Moderna and Merck Co. are pioneering the research and development of a Cancer Vaccine

A personalized messenger RNA (mRNA) cancer vaccine developed by Moderna and Merck Co. has indicated positive results in a randomized Phase 2 clinical trial. The shot, combined using Merck’s checkpoint inhibitor Keytruda, reduced cancer recurrence risk or death by 44 percent compared to Keytruda over one year. According to Moderna’s program director for oncology, Michelle Brown, during the 14 Dec 2022 roundtable with reporters, "The vaccine was tested in persons with stage 3/4 melanoma who had their tumors removed but with a greater chance of cancer return because of their melanoma features."

Merck and Moderna said they're the first firms to show efficacy in a randomized clinical trial for mRNA-based cancer treatment. Brown said in the roundtable, “This profound clinical benefit for patients really substantiates the idea of a personalized cancer vaccine. And it also really gives us confidence in the potential for mRNA in oncology patients.”

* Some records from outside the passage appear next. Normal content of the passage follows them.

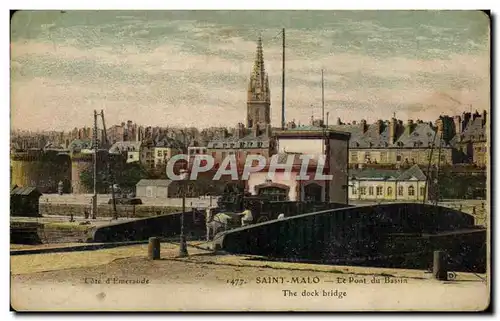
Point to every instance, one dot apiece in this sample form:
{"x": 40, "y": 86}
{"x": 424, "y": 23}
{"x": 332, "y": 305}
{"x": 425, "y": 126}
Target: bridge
{"x": 398, "y": 235}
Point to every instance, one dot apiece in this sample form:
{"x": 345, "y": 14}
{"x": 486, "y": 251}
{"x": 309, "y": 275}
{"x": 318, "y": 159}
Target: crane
{"x": 105, "y": 144}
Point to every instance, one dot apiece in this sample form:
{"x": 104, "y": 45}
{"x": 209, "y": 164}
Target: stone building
{"x": 394, "y": 143}
{"x": 450, "y": 140}
{"x": 388, "y": 184}
{"x": 130, "y": 150}
{"x": 314, "y": 142}
{"x": 471, "y": 138}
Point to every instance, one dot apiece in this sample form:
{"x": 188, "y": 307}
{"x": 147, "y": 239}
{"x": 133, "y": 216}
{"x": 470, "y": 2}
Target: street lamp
{"x": 183, "y": 245}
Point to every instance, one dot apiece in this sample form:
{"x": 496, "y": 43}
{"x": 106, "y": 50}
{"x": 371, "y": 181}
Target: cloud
{"x": 166, "y": 71}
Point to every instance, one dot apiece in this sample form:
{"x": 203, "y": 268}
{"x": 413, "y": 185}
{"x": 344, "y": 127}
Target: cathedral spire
{"x": 258, "y": 67}
{"x": 259, "y": 83}
{"x": 259, "y": 95}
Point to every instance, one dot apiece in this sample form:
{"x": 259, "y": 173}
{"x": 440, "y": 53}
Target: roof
{"x": 248, "y": 141}
{"x": 388, "y": 174}
{"x": 421, "y": 136}
{"x": 79, "y": 144}
{"x": 413, "y": 171}
{"x": 154, "y": 182}
{"x": 475, "y": 131}
{"x": 374, "y": 173}
{"x": 120, "y": 147}
{"x": 25, "y": 191}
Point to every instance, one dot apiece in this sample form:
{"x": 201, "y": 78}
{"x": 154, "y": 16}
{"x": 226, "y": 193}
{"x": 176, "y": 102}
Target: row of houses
{"x": 449, "y": 140}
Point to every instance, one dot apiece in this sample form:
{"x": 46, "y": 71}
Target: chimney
{"x": 409, "y": 127}
{"x": 476, "y": 115}
{"x": 240, "y": 130}
{"x": 465, "y": 119}
{"x": 440, "y": 127}
{"x": 392, "y": 131}
{"x": 256, "y": 131}
{"x": 380, "y": 125}
{"x": 363, "y": 125}
{"x": 457, "y": 120}
{"x": 268, "y": 130}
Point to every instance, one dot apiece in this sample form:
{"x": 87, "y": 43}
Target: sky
{"x": 191, "y": 68}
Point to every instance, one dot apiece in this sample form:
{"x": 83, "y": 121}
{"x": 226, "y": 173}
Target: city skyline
{"x": 165, "y": 68}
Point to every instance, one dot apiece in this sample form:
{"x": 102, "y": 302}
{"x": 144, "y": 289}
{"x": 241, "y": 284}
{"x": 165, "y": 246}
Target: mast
{"x": 322, "y": 97}
{"x": 428, "y": 175}
{"x": 94, "y": 197}
{"x": 283, "y": 85}
{"x": 437, "y": 169}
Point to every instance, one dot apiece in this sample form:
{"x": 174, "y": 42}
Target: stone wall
{"x": 132, "y": 211}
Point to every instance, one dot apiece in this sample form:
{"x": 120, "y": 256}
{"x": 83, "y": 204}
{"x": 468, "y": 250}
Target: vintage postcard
{"x": 250, "y": 161}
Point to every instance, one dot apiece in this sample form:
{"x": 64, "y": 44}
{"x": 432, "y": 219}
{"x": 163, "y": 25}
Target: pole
{"x": 183, "y": 246}
{"x": 94, "y": 199}
{"x": 428, "y": 178}
{"x": 437, "y": 169}
{"x": 283, "y": 85}
{"x": 322, "y": 98}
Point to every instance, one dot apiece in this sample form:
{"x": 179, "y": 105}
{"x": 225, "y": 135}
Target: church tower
{"x": 259, "y": 95}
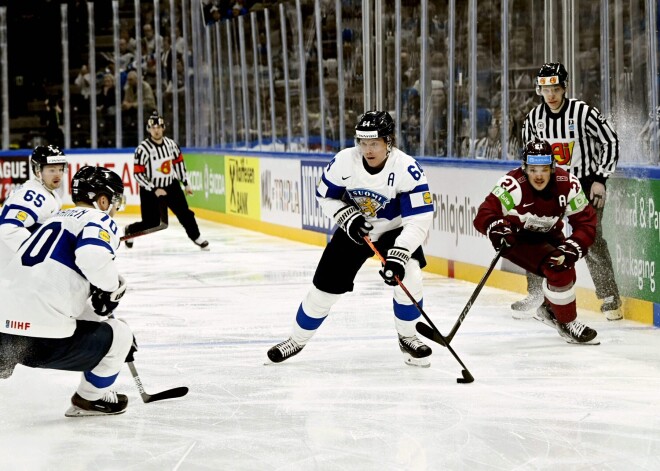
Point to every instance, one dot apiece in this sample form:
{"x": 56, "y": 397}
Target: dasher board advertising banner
{"x": 207, "y": 179}
{"x": 242, "y": 174}
{"x": 457, "y": 194}
{"x": 281, "y": 192}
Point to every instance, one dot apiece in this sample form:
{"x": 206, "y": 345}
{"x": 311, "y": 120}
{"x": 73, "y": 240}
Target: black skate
{"x": 6, "y": 370}
{"x": 577, "y": 332}
{"x": 128, "y": 242}
{"x": 531, "y": 301}
{"x": 415, "y": 352}
{"x": 202, "y": 244}
{"x": 284, "y": 350}
{"x": 612, "y": 308}
{"x": 572, "y": 332}
{"x": 110, "y": 404}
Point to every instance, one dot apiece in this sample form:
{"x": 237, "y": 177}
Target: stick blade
{"x": 169, "y": 394}
{"x": 429, "y": 333}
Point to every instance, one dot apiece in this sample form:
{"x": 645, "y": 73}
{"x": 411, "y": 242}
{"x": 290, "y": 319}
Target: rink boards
{"x": 274, "y": 194}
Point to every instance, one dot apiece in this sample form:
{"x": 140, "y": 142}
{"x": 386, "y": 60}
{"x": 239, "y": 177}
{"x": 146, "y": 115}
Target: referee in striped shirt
{"x": 584, "y": 143}
{"x": 159, "y": 170}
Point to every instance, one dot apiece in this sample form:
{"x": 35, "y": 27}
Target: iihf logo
{"x": 9, "y": 324}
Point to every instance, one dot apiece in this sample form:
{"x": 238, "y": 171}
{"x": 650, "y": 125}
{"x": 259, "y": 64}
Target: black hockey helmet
{"x": 89, "y": 183}
{"x": 375, "y": 124}
{"x": 46, "y": 155}
{"x": 538, "y": 152}
{"x": 552, "y": 73}
{"x": 155, "y": 120}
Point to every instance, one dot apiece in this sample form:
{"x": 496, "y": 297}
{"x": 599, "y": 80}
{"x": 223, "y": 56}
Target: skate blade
{"x": 418, "y": 362}
{"x": 75, "y": 411}
{"x": 590, "y": 342}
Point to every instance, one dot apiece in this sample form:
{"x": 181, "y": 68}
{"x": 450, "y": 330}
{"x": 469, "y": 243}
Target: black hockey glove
{"x": 395, "y": 265}
{"x": 104, "y": 302}
{"x": 353, "y": 222}
{"x": 564, "y": 256}
{"x": 129, "y": 357}
{"x": 501, "y": 234}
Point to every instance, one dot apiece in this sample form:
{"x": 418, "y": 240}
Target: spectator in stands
{"x": 53, "y": 120}
{"x": 130, "y": 104}
{"x": 131, "y": 44}
{"x": 83, "y": 81}
{"x": 105, "y": 101}
{"x": 151, "y": 39}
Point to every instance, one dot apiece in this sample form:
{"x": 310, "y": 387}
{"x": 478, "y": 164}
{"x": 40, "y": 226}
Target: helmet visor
{"x": 539, "y": 160}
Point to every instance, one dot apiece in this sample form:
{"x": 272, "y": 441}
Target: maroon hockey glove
{"x": 564, "y": 256}
{"x": 501, "y": 234}
{"x": 395, "y": 265}
{"x": 353, "y": 222}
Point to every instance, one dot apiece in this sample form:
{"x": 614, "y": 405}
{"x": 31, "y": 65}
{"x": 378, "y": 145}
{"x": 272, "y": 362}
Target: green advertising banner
{"x": 631, "y": 227}
{"x": 206, "y": 175}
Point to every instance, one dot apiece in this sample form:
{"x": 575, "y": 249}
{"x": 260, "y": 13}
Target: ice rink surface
{"x": 347, "y": 402}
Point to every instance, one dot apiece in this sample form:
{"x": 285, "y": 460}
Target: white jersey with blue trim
{"x": 27, "y": 207}
{"x": 45, "y": 286}
{"x": 397, "y": 196}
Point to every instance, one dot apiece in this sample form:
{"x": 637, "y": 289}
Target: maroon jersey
{"x": 539, "y": 215}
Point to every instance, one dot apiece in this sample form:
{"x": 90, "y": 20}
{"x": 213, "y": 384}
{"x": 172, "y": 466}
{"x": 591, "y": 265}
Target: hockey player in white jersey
{"x": 46, "y": 288}
{"x": 371, "y": 189}
{"x": 33, "y": 202}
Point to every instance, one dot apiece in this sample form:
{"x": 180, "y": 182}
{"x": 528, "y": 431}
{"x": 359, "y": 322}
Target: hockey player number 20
{"x": 51, "y": 233}
{"x": 416, "y": 171}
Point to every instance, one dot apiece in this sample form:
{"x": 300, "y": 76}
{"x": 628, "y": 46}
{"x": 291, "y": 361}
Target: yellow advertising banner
{"x": 243, "y": 194}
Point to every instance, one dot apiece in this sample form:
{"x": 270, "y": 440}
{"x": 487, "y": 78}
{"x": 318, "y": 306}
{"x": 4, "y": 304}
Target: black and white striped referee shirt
{"x": 582, "y": 140}
{"x": 157, "y": 165}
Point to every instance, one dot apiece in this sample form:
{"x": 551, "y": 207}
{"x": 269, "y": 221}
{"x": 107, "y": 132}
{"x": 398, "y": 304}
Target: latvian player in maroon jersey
{"x": 524, "y": 217}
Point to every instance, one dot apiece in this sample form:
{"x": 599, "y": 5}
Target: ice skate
{"x": 284, "y": 350}
{"x": 128, "y": 242}
{"x": 577, "y": 332}
{"x": 544, "y": 314}
{"x": 572, "y": 332}
{"x": 612, "y": 308}
{"x": 6, "y": 370}
{"x": 110, "y": 404}
{"x": 201, "y": 243}
{"x": 415, "y": 352}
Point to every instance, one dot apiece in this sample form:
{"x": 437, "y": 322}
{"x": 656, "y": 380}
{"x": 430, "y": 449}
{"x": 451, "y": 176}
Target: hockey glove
{"x": 501, "y": 235}
{"x": 564, "y": 256}
{"x": 104, "y": 302}
{"x": 129, "y": 357}
{"x": 395, "y": 264}
{"x": 353, "y": 222}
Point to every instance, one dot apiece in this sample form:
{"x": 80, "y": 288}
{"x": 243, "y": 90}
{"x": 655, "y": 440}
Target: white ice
{"x": 347, "y": 402}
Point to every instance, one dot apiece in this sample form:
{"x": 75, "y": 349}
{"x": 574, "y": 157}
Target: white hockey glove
{"x": 105, "y": 302}
{"x": 353, "y": 222}
{"x": 395, "y": 265}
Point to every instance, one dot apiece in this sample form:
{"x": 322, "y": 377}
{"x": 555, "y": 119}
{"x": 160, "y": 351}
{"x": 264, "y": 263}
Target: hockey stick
{"x": 467, "y": 376}
{"x": 423, "y": 329}
{"x": 167, "y": 394}
{"x": 162, "y": 208}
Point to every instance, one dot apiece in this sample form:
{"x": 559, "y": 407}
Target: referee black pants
{"x": 151, "y": 210}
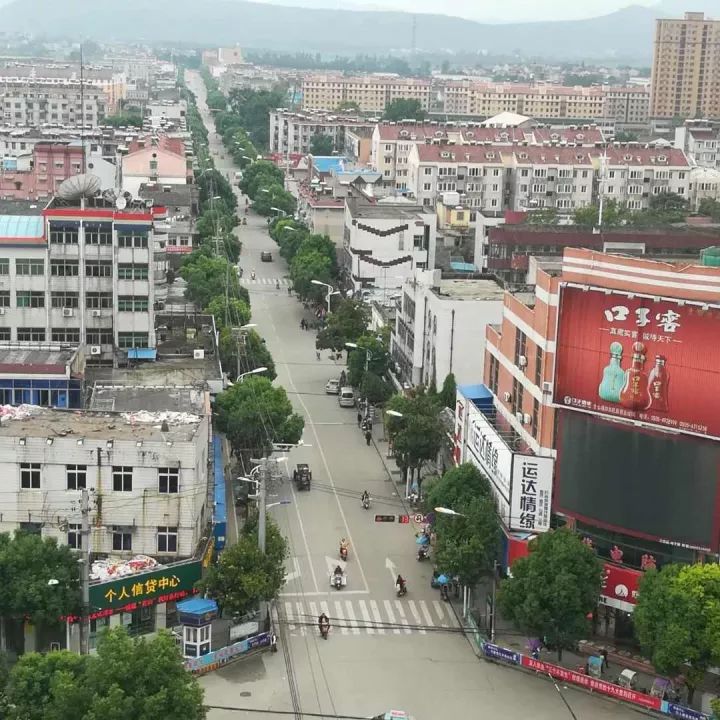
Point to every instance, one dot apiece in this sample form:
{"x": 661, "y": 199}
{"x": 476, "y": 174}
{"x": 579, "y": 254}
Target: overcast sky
{"x": 483, "y": 10}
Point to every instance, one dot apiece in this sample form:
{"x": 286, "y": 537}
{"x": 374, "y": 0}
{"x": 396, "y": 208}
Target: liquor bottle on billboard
{"x": 613, "y": 379}
{"x": 634, "y": 394}
{"x": 658, "y": 383}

The vaccine is personalized

The Moderna/Merck vaccine is personalized. What does this mean? It shows that the mRNA sequences it delivers are customized or tailored to each patient while being aimed at preventing cancer recurrence instead of preventing cancer. The mRNA encodes tumor-specific mutations known as neoantigens. The body will create neoantigens copies, learn how to recognize them, and finally makes more immune cells to target them so they will fight cancer.

The cancer vaccine possibility has been met with some excitement. For Gritstone’s Allen, “Up to this point, obviously we didn’t know that cancer vaccines could work. Essentially they have repeatedly failed for many years. And specifically, we didn’t know that they could work to augment the effects of checkpoint inhibitors. And both of those elements appear to have been proven now.”

Allen knows that Merck and Moderna haven't released the trial full data. However, he said, “if we assume that what’s been reported publicly bears up to further scrutiny, then this is an important milestone for the field, obviously, and for us as a company.”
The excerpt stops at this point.